I do wonder, if we engaged with activities which have an underlying creative experience on a regular basis, whether it would promote a healthier, more satisfying life experience. So much of modern life is stripped of the opportunity to strive, experiment, experience and feel, make mistakes, get it wrong and spend time finding a solution.  From mass produced goods, where imperfections result in a ‘return for our money back’ attitude rather than seeing irregularity as the signature of the craftsman; from the preference for uniform supermarket produce  over  the knarled vegetables which, freshly dug from your garden and sweet smelling are proudly presented on your plate.  The digitally produced music to which our ear has become accustomed but fails to quite move us in the same way as the old vinyl and the photographer who enhances the image in order to please the constant demand for perfection, belying the truth he witnessed and perhaps too his own sense of satisfaction.  In this manipulated and ‘perfect’ world how can we hope to be truly connected to the reality of life – are we not by default always one step removed? Could this be the reason for the modern ‘dis-ease’ of vague disatisfaction that so many of us experience yet can’t quite put our finger on why? It is as if much of modern life has been stripped bare of the very things which nourish the soul and maintain a healthy equilibrium.

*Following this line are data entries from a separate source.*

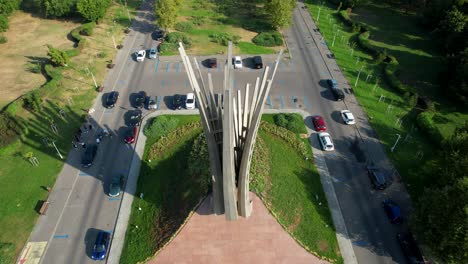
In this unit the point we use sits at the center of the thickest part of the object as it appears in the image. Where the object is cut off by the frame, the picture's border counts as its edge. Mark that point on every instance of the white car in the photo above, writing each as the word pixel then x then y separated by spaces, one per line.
pixel 141 55
pixel 326 141
pixel 237 62
pixel 190 101
pixel 348 117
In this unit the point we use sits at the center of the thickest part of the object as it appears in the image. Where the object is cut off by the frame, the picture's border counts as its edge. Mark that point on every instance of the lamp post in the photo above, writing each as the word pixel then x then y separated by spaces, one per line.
pixel 396 142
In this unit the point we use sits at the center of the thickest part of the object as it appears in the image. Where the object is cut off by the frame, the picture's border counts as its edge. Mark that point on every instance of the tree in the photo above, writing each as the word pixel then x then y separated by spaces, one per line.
pixel 92 10
pixel 58 57
pixel 454 21
pixel 280 12
pixel 58 8
pixel 166 13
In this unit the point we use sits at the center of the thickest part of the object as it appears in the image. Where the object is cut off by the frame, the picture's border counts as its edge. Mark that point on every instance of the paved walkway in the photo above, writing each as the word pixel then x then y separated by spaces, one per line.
pixel 257 239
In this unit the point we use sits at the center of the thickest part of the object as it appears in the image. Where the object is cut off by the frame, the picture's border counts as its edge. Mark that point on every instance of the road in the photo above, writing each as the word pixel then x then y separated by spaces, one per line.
pixel 80 205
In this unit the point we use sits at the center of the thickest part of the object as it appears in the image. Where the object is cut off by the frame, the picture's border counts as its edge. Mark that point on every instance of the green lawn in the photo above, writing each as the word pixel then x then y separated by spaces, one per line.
pixel 412 151
pixel 216 21
pixel 23 185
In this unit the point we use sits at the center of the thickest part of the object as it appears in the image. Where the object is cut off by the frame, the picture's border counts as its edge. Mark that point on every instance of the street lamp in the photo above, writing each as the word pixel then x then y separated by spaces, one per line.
pixel 396 142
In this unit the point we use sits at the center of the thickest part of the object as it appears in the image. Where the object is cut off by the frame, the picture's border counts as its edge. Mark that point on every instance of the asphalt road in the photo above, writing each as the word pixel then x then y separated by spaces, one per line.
pixel 81 205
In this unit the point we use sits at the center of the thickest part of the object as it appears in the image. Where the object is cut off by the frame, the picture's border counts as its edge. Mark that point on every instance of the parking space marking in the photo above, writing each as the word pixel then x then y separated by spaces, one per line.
pixel 60 236
pixel 306 104
pixel 156 66
pixel 294 100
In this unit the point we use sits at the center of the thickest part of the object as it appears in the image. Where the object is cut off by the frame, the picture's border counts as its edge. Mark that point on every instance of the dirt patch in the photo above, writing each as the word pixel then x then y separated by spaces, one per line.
pixel 27 40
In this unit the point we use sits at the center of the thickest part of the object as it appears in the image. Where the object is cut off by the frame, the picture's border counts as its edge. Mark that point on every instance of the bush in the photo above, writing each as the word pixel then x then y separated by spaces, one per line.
pixel 160 126
pixel 184 26
pixel 425 123
pixel 87 29
pixel 3 23
pixel 176 37
pixel 268 39
pixel 224 38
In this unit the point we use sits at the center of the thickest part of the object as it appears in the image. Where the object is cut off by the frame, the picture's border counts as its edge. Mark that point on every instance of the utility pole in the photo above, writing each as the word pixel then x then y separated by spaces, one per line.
pixel 92 75
pixel 396 142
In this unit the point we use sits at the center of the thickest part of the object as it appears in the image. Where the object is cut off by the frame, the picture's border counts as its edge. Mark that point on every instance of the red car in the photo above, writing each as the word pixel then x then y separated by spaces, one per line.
pixel 319 123
pixel 131 135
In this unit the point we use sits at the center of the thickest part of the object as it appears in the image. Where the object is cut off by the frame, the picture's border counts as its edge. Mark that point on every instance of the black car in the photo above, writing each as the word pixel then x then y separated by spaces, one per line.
pixel 140 100
pixel 88 156
pixel 177 102
pixel 258 62
pixel 101 246
pixel 135 118
pixel 337 92
pixel 379 179
pixel 111 99
pixel 410 248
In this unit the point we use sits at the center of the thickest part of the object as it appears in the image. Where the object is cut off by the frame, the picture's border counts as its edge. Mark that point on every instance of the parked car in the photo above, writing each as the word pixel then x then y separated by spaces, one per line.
pixel 190 101
pixel 88 156
pixel 258 62
pixel 393 211
pixel 135 118
pixel 140 100
pixel 348 117
pixel 101 246
pixel 177 102
pixel 153 54
pixel 152 103
pixel 410 248
pixel 212 63
pixel 116 185
pixel 111 99
pixel 379 179
pixel 326 141
pixel 131 135
pixel 141 54
pixel 237 61
pixel 319 123
pixel 337 92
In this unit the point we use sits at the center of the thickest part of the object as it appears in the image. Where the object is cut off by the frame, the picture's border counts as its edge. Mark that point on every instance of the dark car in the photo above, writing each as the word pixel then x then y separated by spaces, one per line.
pixel 337 92
pixel 393 211
pixel 410 248
pixel 116 185
pixel 258 62
pixel 140 100
pixel 100 246
pixel 177 102
pixel 212 63
pixel 111 99
pixel 319 123
pixel 131 135
pixel 135 118
pixel 89 155
pixel 379 179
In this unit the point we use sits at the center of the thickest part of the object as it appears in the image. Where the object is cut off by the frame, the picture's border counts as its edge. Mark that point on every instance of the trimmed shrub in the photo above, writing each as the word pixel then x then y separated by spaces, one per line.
pixel 268 39
pixel 426 124
pixel 184 26
pixel 87 29
pixel 224 38
pixel 3 23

I could have ditched my bench in favour of a new one, the buying of which may have provided a moments pleasure.  But I figured that one tree had already given it’s life for me to have a comfortable place to sit in my garden and with a little work and attention it would provide me with a good few more years. After some deliberation I decided to paint the bench in the hope of protecting it a little longer.  A once mass produced item has now become something personal, complete with imperfections and nuances and a history all of it’s own with which I am now uniquely and intimately bound.